If you primarily operate within the B2B realm, you may offer products that span several industries. And, if you’re lumping all of your subscribers into one big list and sending them every offer and news item, much of what is received will be hugely irrelevant. Avoid unnecessary unsubscribes with industry list segmentation.
5. Purchase history
If someone has demonstrated a penchant for buying your latest products as soon as they’re launched, they’ll be hot leads again next time around. Similarly, if Dave buys a coffee machine, he’s probably going to need some additional pods in the future. Such purchase history is a goldmine of information and enables you to segment your list based on buying habits.
6. Top customers
The people who buy from you most often deserve special attention. Whether that be a simple “thank you” or a more tangible token of appreciation in the form of a special offer, by creating a list segment that only includes the top spenders, you can easily treat your most loyal customers.
7. Survey respondents
If you conduct a survey that, as part of its questioning, asks if the respondent would be interested in a particular type of product, those that say “yes” should really be placed in their own email list. That way, when said product arrives, you can easily target them with an announcement message, safe in the knowledge that they’re almost certain to click the call-to-action button.
8. Choice of email client
We’ve all been there – you create a beautiful email only to find that it renders poorly in at least one email client. Designing for disparate clients has never been easy, but you can overcome the problem by segmenting your list by choice of email address. This requires a bit more work, but if you can tune your email uniquely for Gmail, Outlook and iOS Mail, and send each one separately, your hard work stands less chance of being undone at the other end.
What better way to say “thank you” for a business referral than to send an email to the customers who have been kind enough to pass on your details? If you run a referral scheme, grab the segment of your email list that includes the referrers and acknowledge them with a nice message or special offer now and again – it’ll be appreciated, and they’ll continue to recommend.

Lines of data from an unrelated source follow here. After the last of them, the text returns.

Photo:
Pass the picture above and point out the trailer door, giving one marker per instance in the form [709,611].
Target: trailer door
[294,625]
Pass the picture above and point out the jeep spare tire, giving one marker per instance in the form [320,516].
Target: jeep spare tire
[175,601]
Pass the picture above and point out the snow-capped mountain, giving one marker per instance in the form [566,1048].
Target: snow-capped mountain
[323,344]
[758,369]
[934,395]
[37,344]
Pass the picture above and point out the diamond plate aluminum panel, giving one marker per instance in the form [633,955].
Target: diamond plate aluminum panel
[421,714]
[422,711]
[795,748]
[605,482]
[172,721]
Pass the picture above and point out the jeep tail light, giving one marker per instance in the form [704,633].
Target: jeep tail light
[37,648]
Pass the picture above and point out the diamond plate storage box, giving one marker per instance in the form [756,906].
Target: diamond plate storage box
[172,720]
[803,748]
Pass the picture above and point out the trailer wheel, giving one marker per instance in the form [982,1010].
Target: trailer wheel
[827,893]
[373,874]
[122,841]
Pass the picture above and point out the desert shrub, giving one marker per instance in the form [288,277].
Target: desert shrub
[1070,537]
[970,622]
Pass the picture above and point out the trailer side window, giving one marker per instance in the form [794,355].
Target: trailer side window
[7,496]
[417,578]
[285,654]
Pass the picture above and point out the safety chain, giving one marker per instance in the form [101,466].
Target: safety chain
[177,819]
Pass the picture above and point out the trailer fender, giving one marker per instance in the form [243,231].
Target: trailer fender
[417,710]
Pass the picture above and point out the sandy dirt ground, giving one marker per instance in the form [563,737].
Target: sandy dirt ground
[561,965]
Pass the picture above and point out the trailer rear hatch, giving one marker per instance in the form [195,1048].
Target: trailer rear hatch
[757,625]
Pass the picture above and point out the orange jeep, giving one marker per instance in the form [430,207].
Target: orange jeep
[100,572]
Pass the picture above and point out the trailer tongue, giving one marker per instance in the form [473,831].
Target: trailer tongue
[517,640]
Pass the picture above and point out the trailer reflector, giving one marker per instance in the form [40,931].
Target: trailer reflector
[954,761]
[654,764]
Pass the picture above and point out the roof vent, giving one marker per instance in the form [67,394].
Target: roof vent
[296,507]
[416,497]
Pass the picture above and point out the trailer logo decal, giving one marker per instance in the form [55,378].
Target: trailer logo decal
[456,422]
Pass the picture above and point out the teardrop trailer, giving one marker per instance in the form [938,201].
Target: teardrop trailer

10. In-store vs online customers
If your business combines a brick-and-mortar store with an online equivalent, it’s essential that you separate the people who visit your building from those who only enter your digital doors. That way, you can tempt the latter to make an appearance and the former to head to your website for a more convenient shopping experience.
I hope this post has given you the impetus to start segmenting your email list. It does seem like an awful lot of work – agreed, but it’s not a daily task, nor is it one that represents a stab in the dark at success. Segmentation is powerful, strategic and ultimately rewarding.